Bert Leedy retained ownership of the barn and farm until 1972 when he sold out to the Partridge family. Harold and Opal Partridge owned the round barn 1973–75. According to a discussion that the Fulton County Historian had with Partidge at the time, Harold died in the round barn when a lawn mower he was working on caught on fire. He yelled for Opal to bring water so she did and threw it on the mower which put it out but Harold fell over dead with a heart attack. Larry and Patty Paxton owned the round barn from 1975 to 1989. When it was damaged by tornado in 1989, they donated it to Fulton County Historical Society. Paxton offered the barn to the Society on the condition that it be moved. It was moved it to the present site on U.S. 31 beside Fulton County's history museum. The relocation began on November 30 and restoration was finished on June 20, 1990. About 2/3 of the lumber was original old lumber and about 1/3 of the round barn is new lumber. The roof is also new. Fred Carr, local carpenter, rebuilt the round barn 1990–1991. The renovation blue prints were drawn by Eugene Chudzynski, a local engineer and Purdue graduate. The barn was dedicated by the Society on June 22, 1991. The Leedy round barn was again knocked down by tornado or high wind on August 15, 2015, and again rebuilt by the Society. This time an Amish company rebuilt it for the museum.

==Bibliography==
- Hanou, John. Research compiled on Indiana's round and polygonal barns from 1986 to present. Archived at Historic Landmarks Foundation of Indiana, 340 West Michigan Street, Indianapolis, IN 46202.

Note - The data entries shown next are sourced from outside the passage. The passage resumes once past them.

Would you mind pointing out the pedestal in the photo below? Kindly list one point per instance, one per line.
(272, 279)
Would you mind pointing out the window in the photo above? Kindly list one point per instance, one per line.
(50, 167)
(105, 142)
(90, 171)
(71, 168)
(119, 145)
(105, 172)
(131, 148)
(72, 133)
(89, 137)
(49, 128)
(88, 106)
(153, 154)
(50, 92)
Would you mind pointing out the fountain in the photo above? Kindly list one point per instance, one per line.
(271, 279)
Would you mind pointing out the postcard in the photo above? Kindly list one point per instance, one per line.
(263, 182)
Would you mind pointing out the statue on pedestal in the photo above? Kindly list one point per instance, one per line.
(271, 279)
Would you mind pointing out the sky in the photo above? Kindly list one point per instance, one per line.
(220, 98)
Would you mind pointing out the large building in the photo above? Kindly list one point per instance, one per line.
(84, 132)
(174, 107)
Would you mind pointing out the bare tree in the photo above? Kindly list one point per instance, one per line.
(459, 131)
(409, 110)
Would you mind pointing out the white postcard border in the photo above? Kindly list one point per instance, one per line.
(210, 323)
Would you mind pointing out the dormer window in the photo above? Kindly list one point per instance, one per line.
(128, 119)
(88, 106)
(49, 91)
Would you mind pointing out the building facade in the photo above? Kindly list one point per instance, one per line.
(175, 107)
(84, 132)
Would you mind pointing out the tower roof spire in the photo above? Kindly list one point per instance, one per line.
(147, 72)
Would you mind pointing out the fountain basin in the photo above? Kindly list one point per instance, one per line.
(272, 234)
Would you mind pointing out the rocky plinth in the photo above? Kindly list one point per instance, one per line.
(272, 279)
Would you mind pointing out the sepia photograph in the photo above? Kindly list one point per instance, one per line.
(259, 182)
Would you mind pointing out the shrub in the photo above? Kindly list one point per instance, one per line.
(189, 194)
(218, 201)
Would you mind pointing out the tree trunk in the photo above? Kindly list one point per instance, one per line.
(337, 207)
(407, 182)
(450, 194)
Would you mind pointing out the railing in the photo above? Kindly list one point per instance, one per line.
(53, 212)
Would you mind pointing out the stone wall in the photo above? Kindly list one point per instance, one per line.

- Hood, Doris. Fulton County's Round Barns. Rochester, IN: Fulton County Round Barn Festival, 1971.
- Intensive architectural survey of Indiana's round and polygonal barns, conducted June to August 1991, conducted by Jerry McMahan, area wide survey of round and polygonal architectural and historical resources.
- Soike, Lowell J. Without Right Angles, The Round Barns of Iowa. Des Moines, IA: Iowa State Historical Department, Office of Historic Preservation, 1983.